Me levanto por las mañanas y lo primero que hago es prender el computador, revisar mi correo electrónico y leer los titulares de la prensa nacional e internacional.
Cuando estoy en un lugar retirado, sin internet, la ansiedad me invade e intento conectarme a la mayor brevedad posible. Ya basta. Quiero liberarme de esta agitación cotidiana; no depender tanto (como un vicioso) de la dosis diaria de información inmediata. Quiero regresar a los tiempos en que, parafraseando a García Márquez, era “feliz e incomunicado”; aquella época menos frenética y más pausada, cuando mis sentidos tenían tiempo para ver y percibir otras cosas de más largo aliento.
Estoy exagerando. En realidad no soy tan dependiente de internet como digo y ni se me ocurre siquiera abandonar mi computador y regresar a mis rutinas del pasado. Pero hay algo de verdad en esta exageración: la hiperinformación nos ha abierto una cantidad de puertas, pero nos ha cerrado otras; ganamos nuevas maneras de ver el mundo, pero perdimos otras. Michel Foucault decía que cada momento de la historia nos permite ver sólo una parte muy limitada de la realidad que es posible; el resto queda reducido a la locura, al desafuero o simplemente al olvido. El mundo que tenemos por real es ya un mundo escogido, depurado.
Pero la hiperinformación, me dirá usted, nos permite justamente eso: conocer otras realidades, explorar otras posibilidades, relativizar lo que somos. Es verdad. Sin embargo, me parece que hemos perdido el tiempo para procesar todo eso; quedamos atrapados en el ritmo frenético de las noticias diarias.
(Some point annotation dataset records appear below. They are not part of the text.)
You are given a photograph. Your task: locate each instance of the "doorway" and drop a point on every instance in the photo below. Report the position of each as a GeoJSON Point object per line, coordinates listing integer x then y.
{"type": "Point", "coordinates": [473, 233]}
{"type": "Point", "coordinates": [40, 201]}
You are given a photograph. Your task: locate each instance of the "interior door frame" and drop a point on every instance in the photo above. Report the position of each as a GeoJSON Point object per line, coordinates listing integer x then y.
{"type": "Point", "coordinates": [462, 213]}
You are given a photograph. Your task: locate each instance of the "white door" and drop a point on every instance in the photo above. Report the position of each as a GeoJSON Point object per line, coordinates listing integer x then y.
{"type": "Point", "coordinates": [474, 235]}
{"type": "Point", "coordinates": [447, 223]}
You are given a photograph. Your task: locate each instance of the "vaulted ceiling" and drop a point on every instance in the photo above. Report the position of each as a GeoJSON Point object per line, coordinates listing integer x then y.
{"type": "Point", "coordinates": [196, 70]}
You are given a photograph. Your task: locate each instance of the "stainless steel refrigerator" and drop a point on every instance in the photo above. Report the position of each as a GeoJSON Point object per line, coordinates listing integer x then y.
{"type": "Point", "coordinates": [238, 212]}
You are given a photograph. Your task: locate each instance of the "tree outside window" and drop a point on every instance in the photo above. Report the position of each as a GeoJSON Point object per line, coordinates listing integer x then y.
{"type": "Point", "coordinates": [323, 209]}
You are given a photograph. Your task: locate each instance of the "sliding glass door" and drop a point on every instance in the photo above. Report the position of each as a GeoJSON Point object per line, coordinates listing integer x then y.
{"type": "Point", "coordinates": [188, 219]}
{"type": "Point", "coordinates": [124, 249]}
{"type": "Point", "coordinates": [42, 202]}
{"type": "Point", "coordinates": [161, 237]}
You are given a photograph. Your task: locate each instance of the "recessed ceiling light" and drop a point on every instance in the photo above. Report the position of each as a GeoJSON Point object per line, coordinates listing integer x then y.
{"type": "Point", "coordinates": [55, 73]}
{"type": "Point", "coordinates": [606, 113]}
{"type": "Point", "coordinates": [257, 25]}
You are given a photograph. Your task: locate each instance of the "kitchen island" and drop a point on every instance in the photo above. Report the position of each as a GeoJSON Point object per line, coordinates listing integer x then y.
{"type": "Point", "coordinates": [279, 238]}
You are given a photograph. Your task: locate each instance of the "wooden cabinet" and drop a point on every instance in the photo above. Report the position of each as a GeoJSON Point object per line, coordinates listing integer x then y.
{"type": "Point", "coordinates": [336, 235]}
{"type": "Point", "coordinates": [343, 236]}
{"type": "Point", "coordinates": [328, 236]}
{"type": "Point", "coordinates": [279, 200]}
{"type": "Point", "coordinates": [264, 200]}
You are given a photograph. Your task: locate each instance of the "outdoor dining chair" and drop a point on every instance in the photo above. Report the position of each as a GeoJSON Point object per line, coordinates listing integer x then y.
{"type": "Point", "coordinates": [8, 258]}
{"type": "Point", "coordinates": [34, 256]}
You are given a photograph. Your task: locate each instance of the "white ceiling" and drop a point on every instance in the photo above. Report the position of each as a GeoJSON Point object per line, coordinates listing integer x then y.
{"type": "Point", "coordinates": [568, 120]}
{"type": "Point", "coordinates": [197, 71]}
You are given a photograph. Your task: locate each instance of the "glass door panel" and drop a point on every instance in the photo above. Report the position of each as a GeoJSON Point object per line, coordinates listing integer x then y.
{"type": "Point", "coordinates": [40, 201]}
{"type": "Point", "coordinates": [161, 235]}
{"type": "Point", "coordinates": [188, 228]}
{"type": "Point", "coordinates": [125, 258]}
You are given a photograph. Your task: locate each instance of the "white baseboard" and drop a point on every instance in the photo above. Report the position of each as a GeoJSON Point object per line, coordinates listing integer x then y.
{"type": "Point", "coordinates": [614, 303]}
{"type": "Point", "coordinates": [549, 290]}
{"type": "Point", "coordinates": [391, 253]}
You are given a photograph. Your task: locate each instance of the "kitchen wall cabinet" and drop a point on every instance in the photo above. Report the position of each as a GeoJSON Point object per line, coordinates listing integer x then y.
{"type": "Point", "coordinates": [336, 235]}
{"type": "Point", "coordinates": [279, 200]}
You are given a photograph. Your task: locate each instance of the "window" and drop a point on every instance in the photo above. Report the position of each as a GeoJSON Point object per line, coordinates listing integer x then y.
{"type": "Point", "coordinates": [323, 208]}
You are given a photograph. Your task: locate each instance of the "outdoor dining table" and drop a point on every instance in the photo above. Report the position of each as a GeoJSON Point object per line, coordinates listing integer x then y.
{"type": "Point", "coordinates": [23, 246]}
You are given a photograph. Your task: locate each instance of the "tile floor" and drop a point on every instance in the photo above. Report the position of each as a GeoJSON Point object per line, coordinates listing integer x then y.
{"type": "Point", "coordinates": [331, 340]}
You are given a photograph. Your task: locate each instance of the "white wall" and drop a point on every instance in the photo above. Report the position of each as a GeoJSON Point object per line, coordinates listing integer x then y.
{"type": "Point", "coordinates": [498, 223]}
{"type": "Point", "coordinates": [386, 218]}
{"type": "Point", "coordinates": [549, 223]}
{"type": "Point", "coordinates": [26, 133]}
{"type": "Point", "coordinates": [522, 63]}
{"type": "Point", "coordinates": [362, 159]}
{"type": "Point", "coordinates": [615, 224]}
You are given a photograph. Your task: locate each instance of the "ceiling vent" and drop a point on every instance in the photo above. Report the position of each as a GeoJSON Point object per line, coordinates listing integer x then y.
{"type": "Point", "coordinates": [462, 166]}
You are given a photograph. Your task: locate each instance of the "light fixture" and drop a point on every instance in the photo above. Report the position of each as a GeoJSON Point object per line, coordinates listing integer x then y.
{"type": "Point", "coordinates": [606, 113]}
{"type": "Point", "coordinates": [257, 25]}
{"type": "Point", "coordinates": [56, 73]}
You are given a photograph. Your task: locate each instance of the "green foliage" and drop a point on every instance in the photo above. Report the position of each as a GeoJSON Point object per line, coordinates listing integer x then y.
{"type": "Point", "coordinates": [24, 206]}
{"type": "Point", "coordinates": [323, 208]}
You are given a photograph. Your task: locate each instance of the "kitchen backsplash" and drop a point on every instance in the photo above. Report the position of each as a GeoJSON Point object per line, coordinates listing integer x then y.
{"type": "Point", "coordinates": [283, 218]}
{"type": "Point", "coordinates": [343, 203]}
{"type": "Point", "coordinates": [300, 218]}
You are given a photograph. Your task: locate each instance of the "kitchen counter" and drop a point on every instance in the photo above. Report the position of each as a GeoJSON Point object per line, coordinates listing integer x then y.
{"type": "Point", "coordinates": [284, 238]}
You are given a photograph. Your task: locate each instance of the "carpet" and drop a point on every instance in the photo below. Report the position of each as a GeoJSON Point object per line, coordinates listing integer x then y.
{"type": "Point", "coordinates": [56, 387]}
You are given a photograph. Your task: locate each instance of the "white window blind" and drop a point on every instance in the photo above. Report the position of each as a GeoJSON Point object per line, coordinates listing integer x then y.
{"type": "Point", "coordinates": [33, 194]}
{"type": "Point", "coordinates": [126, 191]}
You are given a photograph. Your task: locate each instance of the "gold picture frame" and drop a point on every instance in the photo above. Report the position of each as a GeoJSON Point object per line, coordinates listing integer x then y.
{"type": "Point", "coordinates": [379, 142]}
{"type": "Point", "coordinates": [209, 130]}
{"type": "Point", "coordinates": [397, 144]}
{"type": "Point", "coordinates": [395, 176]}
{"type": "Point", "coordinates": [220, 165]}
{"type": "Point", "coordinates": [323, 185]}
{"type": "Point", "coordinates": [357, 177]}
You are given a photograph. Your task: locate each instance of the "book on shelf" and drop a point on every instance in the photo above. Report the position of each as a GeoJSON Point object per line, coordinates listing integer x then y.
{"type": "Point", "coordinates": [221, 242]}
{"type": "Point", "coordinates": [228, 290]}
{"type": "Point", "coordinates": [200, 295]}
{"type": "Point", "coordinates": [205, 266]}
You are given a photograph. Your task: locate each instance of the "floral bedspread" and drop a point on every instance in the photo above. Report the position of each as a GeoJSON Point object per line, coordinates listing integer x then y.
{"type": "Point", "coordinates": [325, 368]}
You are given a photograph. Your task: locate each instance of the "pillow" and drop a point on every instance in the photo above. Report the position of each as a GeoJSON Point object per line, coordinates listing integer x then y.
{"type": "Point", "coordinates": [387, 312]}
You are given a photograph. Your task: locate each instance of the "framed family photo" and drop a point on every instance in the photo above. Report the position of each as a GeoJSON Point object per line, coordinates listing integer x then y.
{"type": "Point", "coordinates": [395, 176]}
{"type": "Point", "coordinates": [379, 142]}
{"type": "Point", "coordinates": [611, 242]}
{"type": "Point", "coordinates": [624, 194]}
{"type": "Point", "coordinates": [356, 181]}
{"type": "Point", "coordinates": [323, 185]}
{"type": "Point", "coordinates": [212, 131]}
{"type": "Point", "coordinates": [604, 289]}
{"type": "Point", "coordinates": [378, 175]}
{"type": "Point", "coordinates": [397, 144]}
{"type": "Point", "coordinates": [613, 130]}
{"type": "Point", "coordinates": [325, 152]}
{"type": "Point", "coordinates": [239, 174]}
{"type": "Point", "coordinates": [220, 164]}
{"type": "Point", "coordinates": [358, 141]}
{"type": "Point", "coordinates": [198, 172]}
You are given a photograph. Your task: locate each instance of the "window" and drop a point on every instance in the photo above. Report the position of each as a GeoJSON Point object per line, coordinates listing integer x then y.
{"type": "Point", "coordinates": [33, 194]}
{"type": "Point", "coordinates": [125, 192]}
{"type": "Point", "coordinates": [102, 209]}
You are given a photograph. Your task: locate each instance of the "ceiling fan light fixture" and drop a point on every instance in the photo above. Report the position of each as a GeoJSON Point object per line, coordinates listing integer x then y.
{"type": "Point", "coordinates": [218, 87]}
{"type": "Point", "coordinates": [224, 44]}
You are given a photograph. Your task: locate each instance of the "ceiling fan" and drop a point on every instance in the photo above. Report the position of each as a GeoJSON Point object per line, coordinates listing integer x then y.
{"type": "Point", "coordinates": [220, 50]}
Antes había tiempo para pensar; los acontecimientos nos daban una tregua. Hoy pensamos como si el tiempo no existiera; vivimos en un presente eterno que nunca sale de la coyuntura. Los pensadores se han vuelto periodistas y los periodistas, reporteros.
Hemos perdido algunos de los encantos que tenía el tiempo vivido lentamente; el goce de recibir una carta después de días de espera; el placer de viajar una sola vez al año; el gusto por la comida hecha a fuego lento y por el cine contado despacio. Todo eso se ha perdido y ha sido reemplazado por la información instantánea, por el consumo frenético y por la obsolescencia programada.
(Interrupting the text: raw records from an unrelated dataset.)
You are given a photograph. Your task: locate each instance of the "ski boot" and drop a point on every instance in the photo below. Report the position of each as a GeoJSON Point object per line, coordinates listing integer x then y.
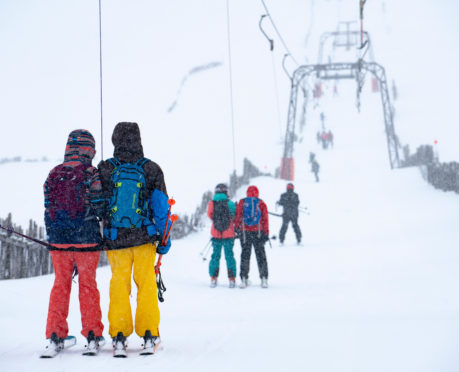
{"type": "Point", "coordinates": [56, 344]}
{"type": "Point", "coordinates": [150, 344]}
{"type": "Point", "coordinates": [264, 282]}
{"type": "Point", "coordinates": [119, 346]}
{"type": "Point", "coordinates": [94, 344]}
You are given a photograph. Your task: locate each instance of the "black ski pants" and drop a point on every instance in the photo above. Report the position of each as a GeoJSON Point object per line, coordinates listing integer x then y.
{"type": "Point", "coordinates": [285, 221]}
{"type": "Point", "coordinates": [252, 238]}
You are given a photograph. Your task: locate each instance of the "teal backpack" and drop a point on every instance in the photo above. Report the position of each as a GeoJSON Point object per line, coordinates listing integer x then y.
{"type": "Point", "coordinates": [128, 204]}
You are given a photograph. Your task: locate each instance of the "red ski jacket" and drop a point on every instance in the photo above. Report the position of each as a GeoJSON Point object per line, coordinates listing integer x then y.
{"type": "Point", "coordinates": [263, 225]}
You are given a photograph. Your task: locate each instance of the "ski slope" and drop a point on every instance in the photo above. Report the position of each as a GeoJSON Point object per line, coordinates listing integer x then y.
{"type": "Point", "coordinates": [373, 288]}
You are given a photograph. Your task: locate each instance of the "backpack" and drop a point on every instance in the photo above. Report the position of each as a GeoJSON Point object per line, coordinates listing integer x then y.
{"type": "Point", "coordinates": [251, 211]}
{"type": "Point", "coordinates": [221, 215]}
{"type": "Point", "coordinates": [128, 204]}
{"type": "Point", "coordinates": [67, 196]}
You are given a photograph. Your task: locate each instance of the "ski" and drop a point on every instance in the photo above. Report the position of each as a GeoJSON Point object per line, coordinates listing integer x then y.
{"type": "Point", "coordinates": [150, 346]}
{"type": "Point", "coordinates": [93, 346]}
{"type": "Point", "coordinates": [56, 345]}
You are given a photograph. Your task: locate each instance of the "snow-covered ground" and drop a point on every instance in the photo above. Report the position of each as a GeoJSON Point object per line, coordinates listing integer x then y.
{"type": "Point", "coordinates": [373, 288]}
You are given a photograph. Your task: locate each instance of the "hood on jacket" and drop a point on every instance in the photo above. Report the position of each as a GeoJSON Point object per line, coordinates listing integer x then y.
{"type": "Point", "coordinates": [252, 192]}
{"type": "Point", "coordinates": [219, 196]}
{"type": "Point", "coordinates": [81, 146]}
{"type": "Point", "coordinates": [127, 142]}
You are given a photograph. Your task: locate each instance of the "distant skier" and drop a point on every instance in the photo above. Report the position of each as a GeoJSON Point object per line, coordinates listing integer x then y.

Pero sobre todo, hemos perdido el tiempo de la contemplación y la introspección. Las religiones eran las grandes promotoras del recogimiento y de la contemplación; pero todo esto se vino abajo con la secularización de nuestras sociedades. Cuando dejamos de depender de los dioses (y de sus administradores terrenales) cuando los monasterios se convirtieron en hoteles y las iglesias en museos, echamos la contemplación al tarro de la basura o, como dicen ahora, botamos al niño con el agua de la bañera, como si sólo pudiéramos contemplar a las deidades.
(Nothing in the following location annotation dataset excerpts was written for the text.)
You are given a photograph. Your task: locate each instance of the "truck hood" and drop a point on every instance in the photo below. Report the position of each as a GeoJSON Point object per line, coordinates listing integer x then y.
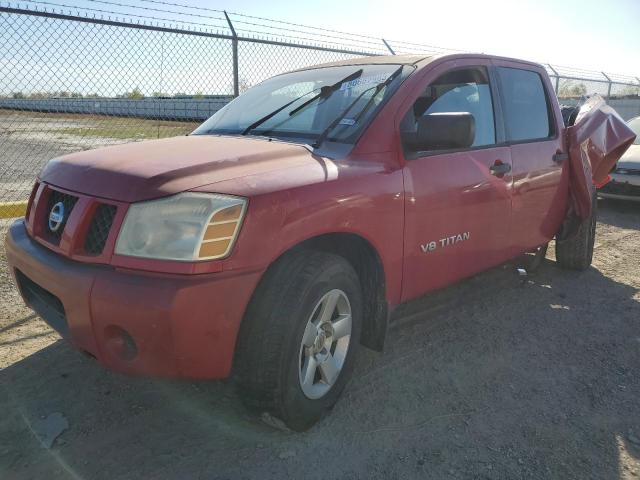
{"type": "Point", "coordinates": [145, 170]}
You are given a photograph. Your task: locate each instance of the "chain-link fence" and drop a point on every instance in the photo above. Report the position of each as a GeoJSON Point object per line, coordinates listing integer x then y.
{"type": "Point", "coordinates": [72, 80]}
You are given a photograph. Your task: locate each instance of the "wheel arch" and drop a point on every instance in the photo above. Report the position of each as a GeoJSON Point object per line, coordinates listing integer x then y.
{"type": "Point", "coordinates": [367, 263]}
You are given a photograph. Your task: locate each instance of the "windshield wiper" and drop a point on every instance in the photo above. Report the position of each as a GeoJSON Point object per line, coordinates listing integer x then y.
{"type": "Point", "coordinates": [323, 136]}
{"type": "Point", "coordinates": [325, 92]}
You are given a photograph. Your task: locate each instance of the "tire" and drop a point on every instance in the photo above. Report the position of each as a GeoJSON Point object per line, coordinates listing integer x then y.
{"type": "Point", "coordinates": [576, 252]}
{"type": "Point", "coordinates": [275, 372]}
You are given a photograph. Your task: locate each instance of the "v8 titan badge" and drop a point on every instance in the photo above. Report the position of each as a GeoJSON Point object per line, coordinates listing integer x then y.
{"type": "Point", "coordinates": [445, 242]}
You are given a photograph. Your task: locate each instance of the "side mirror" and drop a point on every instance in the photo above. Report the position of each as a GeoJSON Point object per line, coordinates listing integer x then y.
{"type": "Point", "coordinates": [442, 131]}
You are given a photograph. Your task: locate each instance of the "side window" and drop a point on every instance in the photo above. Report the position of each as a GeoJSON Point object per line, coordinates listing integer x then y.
{"type": "Point", "coordinates": [464, 90]}
{"type": "Point", "coordinates": [526, 107]}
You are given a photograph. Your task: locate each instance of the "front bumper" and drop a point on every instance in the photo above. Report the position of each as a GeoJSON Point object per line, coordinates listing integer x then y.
{"type": "Point", "coordinates": [175, 325]}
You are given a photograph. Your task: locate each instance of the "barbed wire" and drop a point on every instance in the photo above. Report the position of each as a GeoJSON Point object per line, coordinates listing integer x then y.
{"type": "Point", "coordinates": [124, 14]}
{"type": "Point", "coordinates": [366, 43]}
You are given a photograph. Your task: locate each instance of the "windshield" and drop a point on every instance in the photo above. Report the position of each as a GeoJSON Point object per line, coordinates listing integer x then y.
{"type": "Point", "coordinates": [313, 99]}
{"type": "Point", "coordinates": [634, 124]}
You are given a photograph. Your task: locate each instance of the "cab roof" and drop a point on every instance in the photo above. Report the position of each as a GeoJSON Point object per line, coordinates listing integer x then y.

Me dirá usted que me estoy volviendo viejo y nostálgico. Es posible, pero quizás haya algo más que nostalgia en todo esto: hay un contraste demasiado grande entre el tiempo lento, glacial, que rige algunos de los grandes problemas que tenemos hoy en día (calentamiento global, sobrepoblación, etc.) y el tiempo frenético que nos impuso la información y el consumo. Quizás por ese contraste entre el tiempo glacial y el tiempo instantáneo, el mundo se ha vuelto, paradójicamente, más transparente y más misterioso a la vez. Nunca antes hubo tanto conocimiento sobre lo que ocurre, pero, al mismo tiempo, nunca antes hubo una época tan incierta, con tantos interrogantes y con tanta escasez de teorías y explicaciones generales sobre el sentido de la vida y de la civilización.
Quizás es tiempo de hacer una pausa, de que nos detengamos a contemplar el mundo (sin dioses de por medio) y de que nos atrevamos a pensar que otra realidad es posible.